Obviously we now need to return a list and so the parameter which keeps the current best path needs to be a list of paths. As can be seen, there are now three cases to consider in the base case which are:
• If the current path is better than any of the best paths (all paths in "curr_max_paths" have an equal probability), return a list consisting of only the current path.
• If the current path is equal to any of the best path, return a list of the best paths together with the current path/
• If the best paths are better than the current path, return the best paths only.
So the only difference between this and "naive_max_root_path" is that the path is considered if it is of equal probability to the best and added to a list if so.

We now use the previous trick to make the algorithm quick by skipping paths which are worse than the best mid-way through. However we now need to consider paths which are of equal probability to the best too in the recursive case.

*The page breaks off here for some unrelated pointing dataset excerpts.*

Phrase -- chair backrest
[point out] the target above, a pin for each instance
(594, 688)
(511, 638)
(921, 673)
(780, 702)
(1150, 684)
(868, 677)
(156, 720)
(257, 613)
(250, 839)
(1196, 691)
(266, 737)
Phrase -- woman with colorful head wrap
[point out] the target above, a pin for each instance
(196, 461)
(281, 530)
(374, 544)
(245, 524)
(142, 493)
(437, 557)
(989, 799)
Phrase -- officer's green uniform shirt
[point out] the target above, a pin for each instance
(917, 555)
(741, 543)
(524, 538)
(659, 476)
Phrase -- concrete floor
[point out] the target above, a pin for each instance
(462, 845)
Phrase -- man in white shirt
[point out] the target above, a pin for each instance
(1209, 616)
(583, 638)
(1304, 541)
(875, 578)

def quick_max_root_paths(node, prev_path=[], curr_max_paths=[]):
curr_path = prev_path + [node]
if node.children == []:
if curr_max_paths == [] or path_prob(curr_path) > path_prob(curr_max_paths[0]):
return [curr_path]
elif path_prob(curr_path) == path_prob(curr_max_paths[0]):
return curr_max_paths + [curr_path]
else:
return curr_max_paths
else:
for child in node.children:
if curr_max_paths == [] or path_prob(curr_path + [child]) >= path_prob(curr_max_paths[0]):
curr_max_paths = quick_max_root_paths(child, curr_path, curr_max_paths)
return curr_max_paths


Conclusion
As already explained, the probability tree path in Rummy will be the card groups chosen and we need to find which arrangement of card groups is the most likely to be available and thus that the player should aim for. Now that we can find which arrangement of card groups is the most probable, we know which cards we can discard, and since, using the last algorithm, we can know all the arrangements that give the best probability, we can even narrow down the cards to discard to the ones which are needed the least in all the alternative best arrangements.